- Directed by: Katleho Ramaphakela; Rethabile Ramaphakela;
- Produced by: Rethabile Ramaphakela; Katleho Ramaphakela; Tshepo Ramaphakela;
- Starring: Fulu Mugovhani; Tumi Morake; Buntu Petse; Keke Mphuthi; Yonda Thomas; Thabiso Rammusi; Motlatsi Mafatshe; Harriet Manamela;
- Production company: Burnt Onion Productions
- Distributed by: Netflix
- Release date: 16 October 2026;
- Country: South Africa
- Language: English

= Seriously Single Too =

South African film

Seriously Single Too is an upcoming South African romantic comedy film produced by Burnt Onion Productions.

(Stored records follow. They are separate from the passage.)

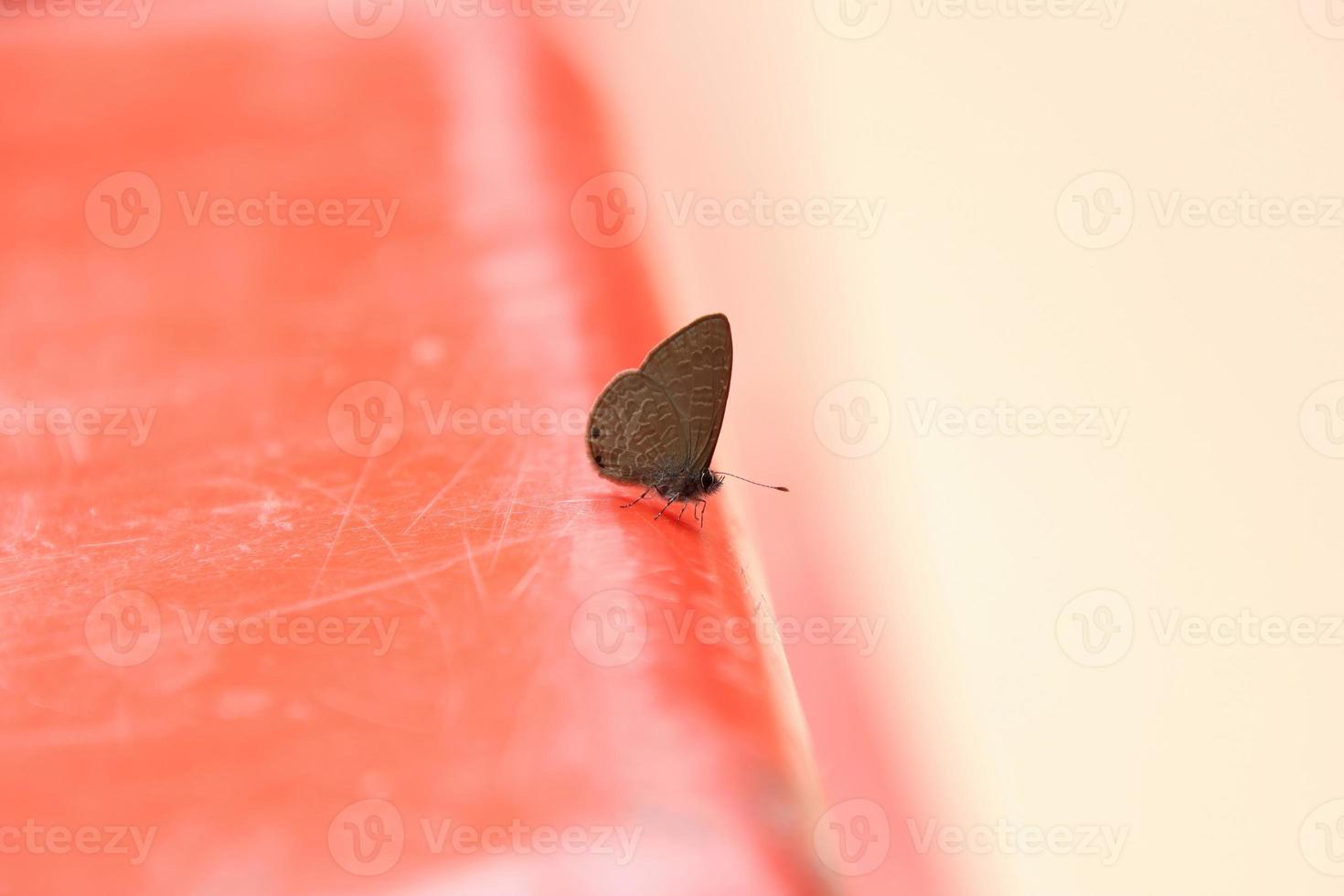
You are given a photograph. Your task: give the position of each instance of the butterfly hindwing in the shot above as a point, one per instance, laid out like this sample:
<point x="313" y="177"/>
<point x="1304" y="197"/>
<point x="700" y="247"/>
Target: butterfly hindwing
<point x="635" y="432"/>
<point x="694" y="367"/>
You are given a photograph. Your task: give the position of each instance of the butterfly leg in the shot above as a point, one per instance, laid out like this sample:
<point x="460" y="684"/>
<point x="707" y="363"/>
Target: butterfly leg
<point x="666" y="507"/>
<point x="638" y="498"/>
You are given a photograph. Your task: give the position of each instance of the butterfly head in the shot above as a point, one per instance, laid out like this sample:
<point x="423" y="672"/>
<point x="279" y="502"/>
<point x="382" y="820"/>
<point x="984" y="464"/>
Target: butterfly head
<point x="709" y="483"/>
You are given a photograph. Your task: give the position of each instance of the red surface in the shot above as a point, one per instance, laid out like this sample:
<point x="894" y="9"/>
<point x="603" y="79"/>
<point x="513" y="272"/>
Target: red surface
<point x="484" y="709"/>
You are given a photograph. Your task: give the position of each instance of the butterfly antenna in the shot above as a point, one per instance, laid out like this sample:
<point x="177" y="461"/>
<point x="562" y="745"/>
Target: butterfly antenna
<point x="777" y="488"/>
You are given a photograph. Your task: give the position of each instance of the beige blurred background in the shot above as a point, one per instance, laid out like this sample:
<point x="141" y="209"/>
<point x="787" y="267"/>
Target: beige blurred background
<point x="1003" y="271"/>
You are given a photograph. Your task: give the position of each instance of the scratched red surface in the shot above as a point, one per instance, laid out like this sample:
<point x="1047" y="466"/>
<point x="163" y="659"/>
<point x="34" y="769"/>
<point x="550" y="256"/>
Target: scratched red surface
<point x="156" y="675"/>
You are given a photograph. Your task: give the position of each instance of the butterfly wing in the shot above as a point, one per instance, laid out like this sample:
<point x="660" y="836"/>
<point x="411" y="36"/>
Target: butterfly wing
<point x="694" y="367"/>
<point x="635" y="432"/>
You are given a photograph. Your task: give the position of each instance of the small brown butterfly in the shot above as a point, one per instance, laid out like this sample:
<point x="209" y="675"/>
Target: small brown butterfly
<point x="657" y="426"/>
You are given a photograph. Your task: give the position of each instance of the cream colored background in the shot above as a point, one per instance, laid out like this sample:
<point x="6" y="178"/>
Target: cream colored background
<point x="972" y="292"/>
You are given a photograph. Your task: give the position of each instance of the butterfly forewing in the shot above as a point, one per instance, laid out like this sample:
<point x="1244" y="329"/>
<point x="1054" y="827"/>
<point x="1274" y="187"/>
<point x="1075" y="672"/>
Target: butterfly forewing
<point x="635" y="432"/>
<point x="694" y="367"/>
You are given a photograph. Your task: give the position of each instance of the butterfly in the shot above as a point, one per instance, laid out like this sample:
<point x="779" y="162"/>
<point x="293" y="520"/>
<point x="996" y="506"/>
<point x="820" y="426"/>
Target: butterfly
<point x="657" y="426"/>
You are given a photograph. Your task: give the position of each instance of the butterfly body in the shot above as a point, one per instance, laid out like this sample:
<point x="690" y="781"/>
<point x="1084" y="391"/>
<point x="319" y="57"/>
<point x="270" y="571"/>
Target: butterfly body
<point x="657" y="426"/>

It is related to Seriously Single. The film stars Fulu Mugovhani, Tumi Morake, Yonda Thomas, Buntu Petse, Keke Mphuthi, Thabiso Rammusi, Motlatsi Mafatshe and Harriet Manamela scheduled to premiere globally on Netflix on 16 October 2026.

== Premise ==
The film follows longtime best friends Dineo and Noni as their plans to dominate the local party scene are disrupted by a sudden marriage proposal. Dineo subsequently organizes a chaotic bachelorette trip to Cape Town that tests the limits of their friendship.

== Cast ==
- Fulu Mugovhani as Dineo
- Tumi Morake as Noni
- Buntu Petse
- Keke Mphuthi
- Yonda Thomas as Max
- Thabiso Rammusi
- Motlatsi Mafatshe
- Harriet Manamela

== Production ==
Seriously Single Too was produced by the South African company Burnt Onion Productions, run by siblings Rethabile, Katlego and Tshepo Ramaphakela, who also served as executive producers. The film was directed by Rethabile and Katlego Ramaphaela. The film took place in Johannesburg and Cape Town, South Africa, to capture the storyline's central bachelorette trip.

== Release ==
The film will premiere on Netflix on 16 October 2026.